The placebo-weighting approach penalises donor pools whose economies diverge from the UK's pre-referendum trajectory for reasons unrelated to Brexit. Specifications dominated by fast-industrialising economies tend to produce poor pre-treatment fits and therefore receive lower weight.

Two treatment windows

The Brexit output gap is estimated under two distinct treatment codings:

  1. Post-2016 — Treatment begins in 2016, the year of the referendum. Pre-treatment calibration period: 2000–2015 (16 years). Post-treatment period: 2017–2023. This window captures the full economic cost of Brexit including anticipatory channels — sterling depreciation, trade policy uncertainty, and supply-chain reorganisation — that are well-documented to have begun before legal exit in January 2020.
  2. Post-2020 — Treatment begins in 2020, the year of legal exit from the EU and the onset of COVID-19. Pre-treatment calibration: 2000–2019 (20 years). Post-treatment period: 2020–2023. This window isolates the period of direct institutional change — the end of free movement of goods, services, capital, and people — from the earlier uncertainty channel. Because both Brexit and COVID-19 coincide in 2020, the excess gap above what donor-country trajectories imply is attributable to Brexit plus any idiosyncratic UK pandemic response, not the pandemic per se.

Comparing results across the two windows provides a diagnostic: a large post-2016 gap with a comparatively smaller post-2020 gap supports an important role for the uncertainty channel. Similar magnitudes point to direct trade and regulatory disruption as the dominant mechanism.

Inference via restricted placebo units

Standard significance testing for the synthetic control is complicated at the aggregate level because there is only one treated unit. The conventional approach constructs a reference distribution by pseudo-treating each donor unit in turn. For each place and its selected donor pool, the full estimation problem is re-estimated for each donor unit, treating it as though it were the treated unit. The resulting distribution of placebo output gaps characterises the null. The share of donor units whose average post-treatment placebo gap is as extreme or more extreme than the actual gap provides a non-parametric p-value. The robustness tab in each place report shows this distribution alongside the treated gap.

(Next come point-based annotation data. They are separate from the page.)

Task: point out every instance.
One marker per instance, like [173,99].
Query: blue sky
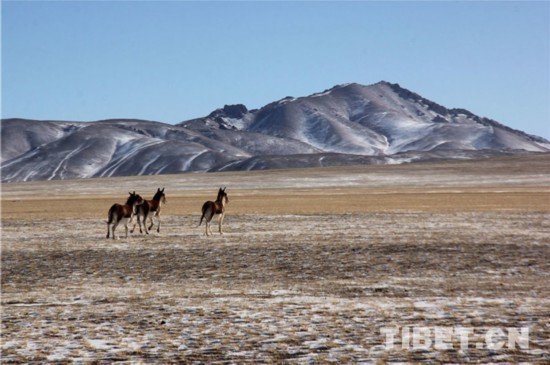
[172,61]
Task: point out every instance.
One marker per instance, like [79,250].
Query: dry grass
[313,264]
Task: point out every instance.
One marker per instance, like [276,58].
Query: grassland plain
[313,264]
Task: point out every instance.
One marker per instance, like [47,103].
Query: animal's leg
[145,224]
[220,221]
[114,228]
[136,222]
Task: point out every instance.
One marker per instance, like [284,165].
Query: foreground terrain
[313,264]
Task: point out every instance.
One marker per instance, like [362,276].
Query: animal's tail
[204,206]
[111,215]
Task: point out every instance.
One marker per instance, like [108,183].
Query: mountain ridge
[345,124]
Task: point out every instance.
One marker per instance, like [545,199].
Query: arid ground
[313,263]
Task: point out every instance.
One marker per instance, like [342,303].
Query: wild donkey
[123,213]
[210,209]
[150,209]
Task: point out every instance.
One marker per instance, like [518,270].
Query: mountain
[347,124]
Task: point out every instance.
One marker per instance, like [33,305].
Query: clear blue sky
[172,61]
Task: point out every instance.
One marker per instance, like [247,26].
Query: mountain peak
[230,111]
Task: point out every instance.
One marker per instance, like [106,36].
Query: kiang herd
[137,210]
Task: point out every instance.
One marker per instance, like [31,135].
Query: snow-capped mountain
[347,124]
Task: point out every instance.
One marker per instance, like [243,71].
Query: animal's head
[159,195]
[134,199]
[222,196]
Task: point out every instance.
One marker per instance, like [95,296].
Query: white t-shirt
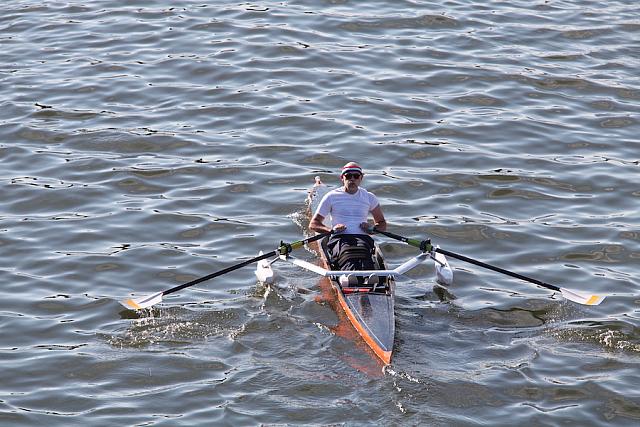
[348,209]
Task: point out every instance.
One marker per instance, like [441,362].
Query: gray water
[146,144]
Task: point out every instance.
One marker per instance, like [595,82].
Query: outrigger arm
[371,275]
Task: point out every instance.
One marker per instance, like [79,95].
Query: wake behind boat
[366,296]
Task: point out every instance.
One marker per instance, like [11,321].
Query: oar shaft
[420,244]
[283,247]
[220,273]
[498,269]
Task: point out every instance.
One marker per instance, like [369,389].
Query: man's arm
[378,219]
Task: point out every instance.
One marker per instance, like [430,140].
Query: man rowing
[350,246]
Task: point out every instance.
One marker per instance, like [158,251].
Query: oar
[283,249]
[425,246]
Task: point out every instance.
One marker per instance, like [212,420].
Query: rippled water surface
[146,144]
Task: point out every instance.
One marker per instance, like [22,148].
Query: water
[145,145]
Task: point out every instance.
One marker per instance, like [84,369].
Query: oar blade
[264,272]
[580,298]
[144,302]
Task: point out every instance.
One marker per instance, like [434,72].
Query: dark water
[145,144]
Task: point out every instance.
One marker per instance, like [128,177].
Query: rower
[350,246]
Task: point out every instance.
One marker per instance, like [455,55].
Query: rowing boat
[369,306]
[369,302]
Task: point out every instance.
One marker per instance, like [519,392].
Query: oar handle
[282,249]
[425,246]
[498,269]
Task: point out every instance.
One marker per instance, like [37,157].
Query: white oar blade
[140,303]
[581,298]
[444,273]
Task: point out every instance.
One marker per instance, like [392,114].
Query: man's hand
[366,227]
[338,228]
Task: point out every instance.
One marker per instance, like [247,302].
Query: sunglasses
[352,175]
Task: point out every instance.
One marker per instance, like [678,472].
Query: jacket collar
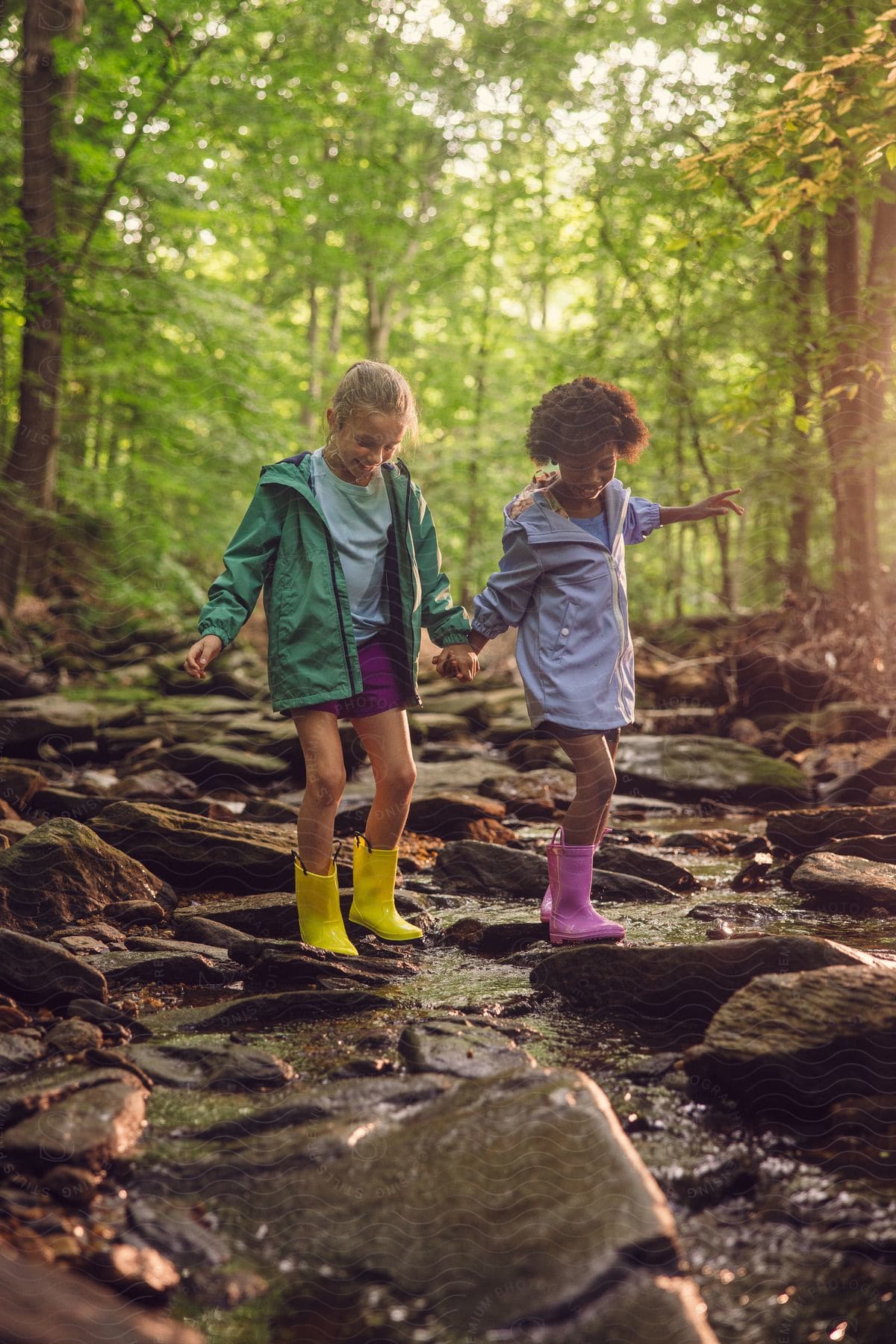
[546,519]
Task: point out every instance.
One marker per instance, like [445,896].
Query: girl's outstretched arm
[715,505]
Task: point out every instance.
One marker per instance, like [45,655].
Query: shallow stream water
[783,1246]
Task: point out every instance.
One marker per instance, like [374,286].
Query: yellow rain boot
[320,920]
[374,900]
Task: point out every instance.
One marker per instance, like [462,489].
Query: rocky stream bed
[210,1130]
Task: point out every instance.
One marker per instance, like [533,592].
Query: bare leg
[595,780]
[388,742]
[324,785]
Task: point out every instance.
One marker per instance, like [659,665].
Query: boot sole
[591,937]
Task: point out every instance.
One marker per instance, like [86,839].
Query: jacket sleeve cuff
[214,629]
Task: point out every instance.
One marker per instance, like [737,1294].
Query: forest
[368,976]
[222,208]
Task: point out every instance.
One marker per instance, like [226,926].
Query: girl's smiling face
[358,449]
[585,477]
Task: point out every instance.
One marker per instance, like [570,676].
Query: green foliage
[254,195]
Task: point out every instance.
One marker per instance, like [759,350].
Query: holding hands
[458,662]
[202,653]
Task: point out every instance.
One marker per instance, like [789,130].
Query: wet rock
[457,1048]
[176,1230]
[289,967]
[196,853]
[139,1273]
[45,1305]
[492,870]
[538,794]
[54,801]
[734,910]
[90,1128]
[697,766]
[13,831]
[845,885]
[134,912]
[73,1184]
[257,1011]
[74,1035]
[217,766]
[210,933]
[60,873]
[857,788]
[42,974]
[499,940]
[19,784]
[813,827]
[57,721]
[81,944]
[579,1213]
[786,1048]
[124,969]
[707,841]
[155,786]
[18,1053]
[147,942]
[623,859]
[755,875]
[682,983]
[452,815]
[625,886]
[105,1015]
[877,848]
[220,1066]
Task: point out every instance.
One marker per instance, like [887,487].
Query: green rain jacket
[285,547]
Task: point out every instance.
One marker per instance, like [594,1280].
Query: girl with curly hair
[561,582]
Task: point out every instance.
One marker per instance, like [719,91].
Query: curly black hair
[582,417]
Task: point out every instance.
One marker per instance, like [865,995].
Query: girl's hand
[715,507]
[202,653]
[458,662]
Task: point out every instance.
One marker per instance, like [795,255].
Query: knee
[327,786]
[402,780]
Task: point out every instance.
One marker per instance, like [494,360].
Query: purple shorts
[382,690]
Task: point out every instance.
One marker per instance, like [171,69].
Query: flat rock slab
[63,871]
[500,1199]
[457,1048]
[786,1048]
[813,827]
[845,885]
[217,766]
[164,968]
[622,859]
[532,794]
[492,870]
[220,1066]
[43,974]
[682,983]
[696,766]
[265,1011]
[45,1304]
[90,1128]
[30,722]
[196,853]
[450,812]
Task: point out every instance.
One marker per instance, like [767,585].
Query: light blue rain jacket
[567,594]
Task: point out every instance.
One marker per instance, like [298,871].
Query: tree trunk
[28,477]
[844,429]
[801,483]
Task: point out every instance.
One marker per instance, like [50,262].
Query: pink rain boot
[551,853]
[573,915]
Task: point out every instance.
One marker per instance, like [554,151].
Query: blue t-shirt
[595,527]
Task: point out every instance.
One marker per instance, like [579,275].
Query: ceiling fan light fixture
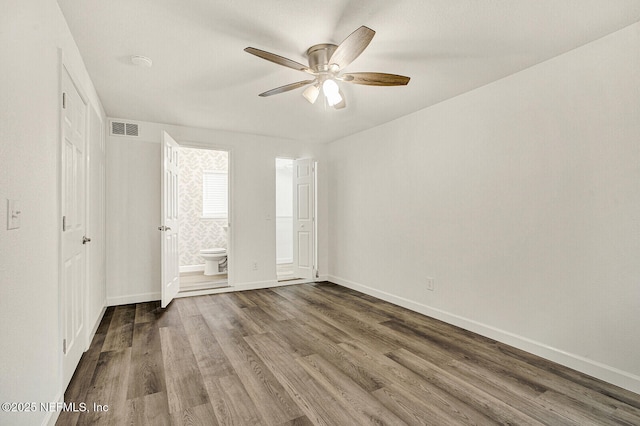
[141,61]
[311,93]
[331,92]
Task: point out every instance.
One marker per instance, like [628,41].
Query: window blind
[215,195]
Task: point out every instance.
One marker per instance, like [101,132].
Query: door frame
[231,275]
[64,67]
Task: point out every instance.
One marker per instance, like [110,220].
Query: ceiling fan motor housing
[319,56]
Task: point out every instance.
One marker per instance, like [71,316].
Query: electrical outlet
[13,214]
[431,284]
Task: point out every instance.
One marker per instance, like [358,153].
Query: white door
[72,271]
[169,227]
[303,218]
[96,257]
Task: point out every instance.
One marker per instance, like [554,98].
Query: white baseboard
[191,268]
[95,326]
[52,416]
[133,298]
[601,371]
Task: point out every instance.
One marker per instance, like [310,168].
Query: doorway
[284,219]
[295,219]
[203,217]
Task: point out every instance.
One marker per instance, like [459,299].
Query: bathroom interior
[203,217]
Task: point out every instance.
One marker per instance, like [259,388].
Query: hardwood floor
[324,355]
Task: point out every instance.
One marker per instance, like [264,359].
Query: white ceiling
[201,77]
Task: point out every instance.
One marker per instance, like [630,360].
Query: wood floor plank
[320,354]
[349,395]
[108,388]
[147,368]
[148,410]
[146,312]
[185,386]
[462,391]
[209,356]
[78,388]
[120,333]
[200,415]
[317,404]
[271,399]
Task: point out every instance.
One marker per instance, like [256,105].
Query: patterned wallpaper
[196,233]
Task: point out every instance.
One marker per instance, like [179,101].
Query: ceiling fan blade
[285,88]
[352,47]
[277,59]
[375,79]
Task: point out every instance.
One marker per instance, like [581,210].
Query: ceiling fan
[326,64]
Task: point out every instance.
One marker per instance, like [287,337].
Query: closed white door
[96,248]
[169,227]
[72,273]
[303,218]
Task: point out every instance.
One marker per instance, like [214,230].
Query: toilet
[211,259]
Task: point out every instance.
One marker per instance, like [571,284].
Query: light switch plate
[13,214]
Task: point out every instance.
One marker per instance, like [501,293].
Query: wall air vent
[119,128]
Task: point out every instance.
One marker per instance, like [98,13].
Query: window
[215,195]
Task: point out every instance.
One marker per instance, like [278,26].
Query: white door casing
[73,256]
[169,227]
[303,218]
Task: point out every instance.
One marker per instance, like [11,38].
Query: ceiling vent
[120,128]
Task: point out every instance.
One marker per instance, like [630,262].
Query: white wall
[31,32]
[133,207]
[521,199]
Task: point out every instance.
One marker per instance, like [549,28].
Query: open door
[303,218]
[169,227]
[73,222]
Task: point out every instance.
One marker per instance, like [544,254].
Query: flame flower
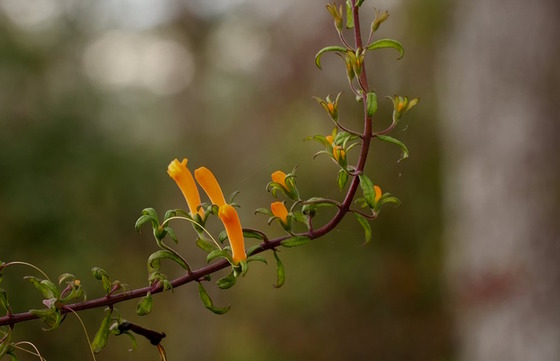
[228,214]
[184,179]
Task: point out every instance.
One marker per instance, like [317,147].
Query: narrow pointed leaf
[280,272]
[365,225]
[227,281]
[387,43]
[145,304]
[367,188]
[349,15]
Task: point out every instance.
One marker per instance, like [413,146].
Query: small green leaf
[403,147]
[365,225]
[387,43]
[4,300]
[227,281]
[349,15]
[5,346]
[257,259]
[49,316]
[325,50]
[280,273]
[145,304]
[101,275]
[342,179]
[208,303]
[206,245]
[371,104]
[217,253]
[367,188]
[102,335]
[47,288]
[295,241]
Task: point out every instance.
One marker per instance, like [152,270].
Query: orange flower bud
[179,172]
[279,177]
[338,152]
[231,222]
[378,193]
[279,210]
[208,182]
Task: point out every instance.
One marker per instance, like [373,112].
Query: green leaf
[342,179]
[325,50]
[145,304]
[49,316]
[5,346]
[371,104]
[102,335]
[403,147]
[208,303]
[364,222]
[316,202]
[227,281]
[280,273]
[387,43]
[349,15]
[217,253]
[47,288]
[252,249]
[367,188]
[206,245]
[295,241]
[102,275]
[155,259]
[4,301]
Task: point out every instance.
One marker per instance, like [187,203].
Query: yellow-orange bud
[279,177]
[338,152]
[208,182]
[231,222]
[179,172]
[378,193]
[279,210]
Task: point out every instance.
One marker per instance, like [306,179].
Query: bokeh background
[96,98]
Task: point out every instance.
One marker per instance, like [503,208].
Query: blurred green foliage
[80,159]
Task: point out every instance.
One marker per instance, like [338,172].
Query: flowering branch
[336,146]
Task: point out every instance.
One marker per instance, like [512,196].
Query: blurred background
[97,97]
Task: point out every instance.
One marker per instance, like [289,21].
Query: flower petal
[231,222]
[179,172]
[208,182]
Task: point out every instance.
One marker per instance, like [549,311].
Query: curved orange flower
[179,172]
[231,222]
[208,182]
[226,213]
[279,210]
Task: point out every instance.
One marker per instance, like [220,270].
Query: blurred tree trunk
[500,94]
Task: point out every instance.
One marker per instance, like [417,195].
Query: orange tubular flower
[208,182]
[279,177]
[184,179]
[231,222]
[279,210]
[226,212]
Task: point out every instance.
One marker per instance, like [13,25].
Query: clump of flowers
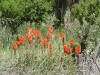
[48,41]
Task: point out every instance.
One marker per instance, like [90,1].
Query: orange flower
[18,42]
[77,49]
[62,59]
[44,43]
[50,47]
[54,34]
[15,46]
[72,41]
[51,54]
[65,44]
[29,29]
[31,44]
[39,36]
[35,33]
[62,36]
[51,28]
[67,49]
[29,38]
[22,39]
[48,36]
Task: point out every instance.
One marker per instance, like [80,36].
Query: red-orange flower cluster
[62,59]
[44,43]
[22,39]
[51,28]
[77,49]
[50,47]
[72,41]
[48,36]
[67,49]
[61,36]
[15,46]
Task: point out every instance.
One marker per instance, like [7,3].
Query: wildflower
[67,49]
[29,29]
[22,39]
[14,46]
[39,36]
[61,36]
[44,43]
[35,33]
[51,54]
[29,38]
[77,49]
[18,42]
[51,28]
[50,47]
[54,34]
[48,36]
[65,44]
[62,59]
[72,41]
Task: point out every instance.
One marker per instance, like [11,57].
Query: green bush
[88,11]
[15,12]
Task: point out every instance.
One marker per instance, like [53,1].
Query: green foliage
[88,11]
[15,12]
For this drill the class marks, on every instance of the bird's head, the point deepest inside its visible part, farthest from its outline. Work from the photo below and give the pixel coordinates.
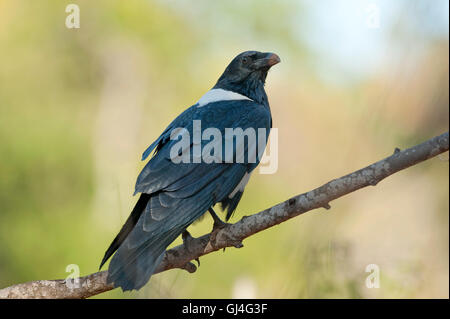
(247, 72)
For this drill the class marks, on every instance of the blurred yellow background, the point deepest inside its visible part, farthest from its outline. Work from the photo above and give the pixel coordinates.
(357, 79)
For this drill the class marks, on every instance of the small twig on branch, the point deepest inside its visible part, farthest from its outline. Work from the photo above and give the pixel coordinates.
(232, 235)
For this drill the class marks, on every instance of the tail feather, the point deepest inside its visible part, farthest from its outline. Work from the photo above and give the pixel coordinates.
(127, 227)
(131, 268)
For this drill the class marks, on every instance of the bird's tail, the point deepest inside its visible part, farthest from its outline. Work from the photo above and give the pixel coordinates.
(132, 266)
(127, 227)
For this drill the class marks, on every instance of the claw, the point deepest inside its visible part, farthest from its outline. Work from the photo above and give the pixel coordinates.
(187, 239)
(218, 223)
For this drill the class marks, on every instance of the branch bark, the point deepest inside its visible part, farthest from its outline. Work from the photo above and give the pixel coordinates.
(233, 234)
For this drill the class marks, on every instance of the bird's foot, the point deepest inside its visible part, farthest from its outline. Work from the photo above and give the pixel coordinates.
(218, 223)
(187, 241)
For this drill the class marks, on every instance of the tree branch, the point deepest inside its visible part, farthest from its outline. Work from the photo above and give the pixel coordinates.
(233, 234)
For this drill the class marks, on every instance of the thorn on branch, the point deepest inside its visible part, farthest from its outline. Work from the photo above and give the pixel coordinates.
(189, 267)
(187, 239)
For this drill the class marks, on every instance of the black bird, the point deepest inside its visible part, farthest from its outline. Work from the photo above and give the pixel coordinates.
(187, 176)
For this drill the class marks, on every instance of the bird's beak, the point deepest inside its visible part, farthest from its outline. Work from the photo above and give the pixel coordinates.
(269, 60)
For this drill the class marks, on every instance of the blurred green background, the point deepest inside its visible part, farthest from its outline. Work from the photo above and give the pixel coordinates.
(357, 79)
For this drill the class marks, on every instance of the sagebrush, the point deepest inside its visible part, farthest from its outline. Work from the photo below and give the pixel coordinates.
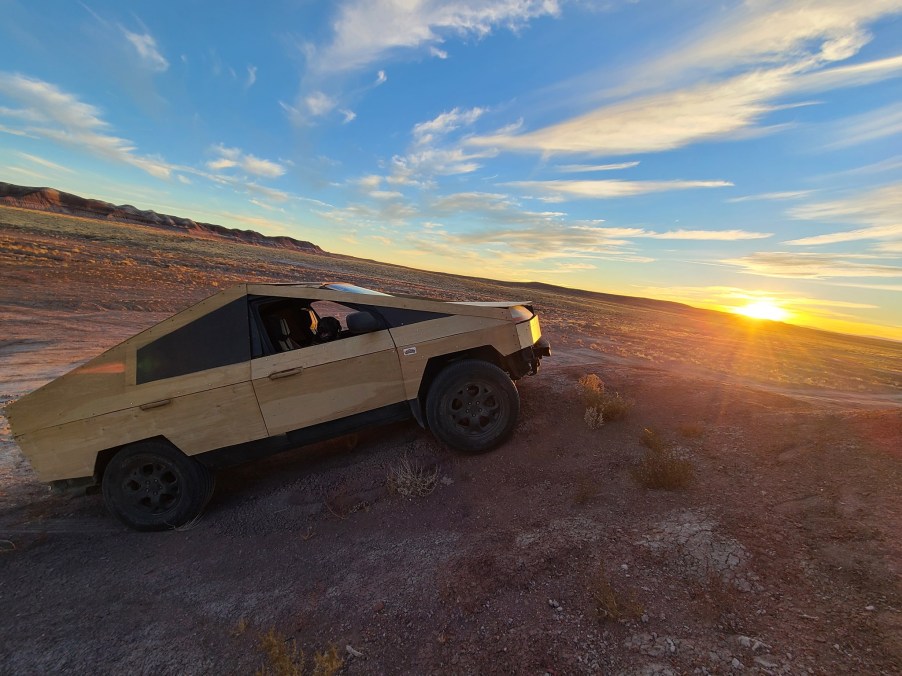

An important caveat applies. The reference distribution is restricted to the same donor pool used to construct the actual counterfactual — economies pre-selected for their pre-treatment similarity to the treated unit. Because these donors were chosen for their stability and closeness to the treated trajectory, they tend to show small, well-behaved post-treatment deviations when pseudo-treated in turn. The resulting reference distribution is therefore narrower than it would be if less stable, noisier donor economies were included. Those excluded economies would introduce genuine post-treatment variance into the reference pool — larger spurious gaps arising from their own idiosyncratic shocks. Against this more variable backdrop, the treated unit's systematic and persistent gap would appear as a cleaner signal relative to noise, improving the statistical contrast and reducing p-values. By restricting to stable significant donors and excluding this contrast-improving variance, the reference distribution is artificially tight, and the p-values produced are conservative: they overstate the probability that an equally large gap would be observed by chance. The additional constraint that the minimum achievable p-value is bounded below by 1/(n+1) — typically 0.05–0.10 with active pool sizes of ten to thirty — reinforces this conservative character. The correct inference is that a treated gap sitting clearly outside the placebo cloud constitutes meaningful evidence of an unusual post-treatment trajectory; the precise p-value should not be read as a sharp threshold but as an upper bound on the true probability under the null.

Interpretation guardrails

The robustness tab in each place report shows the full placebo distribution, the donor-pool sensitivity envelope (all 31 specifications), and the pre-treatment fit diagnostics. These are the primary checks for assessing whether a given place's estimate is credible.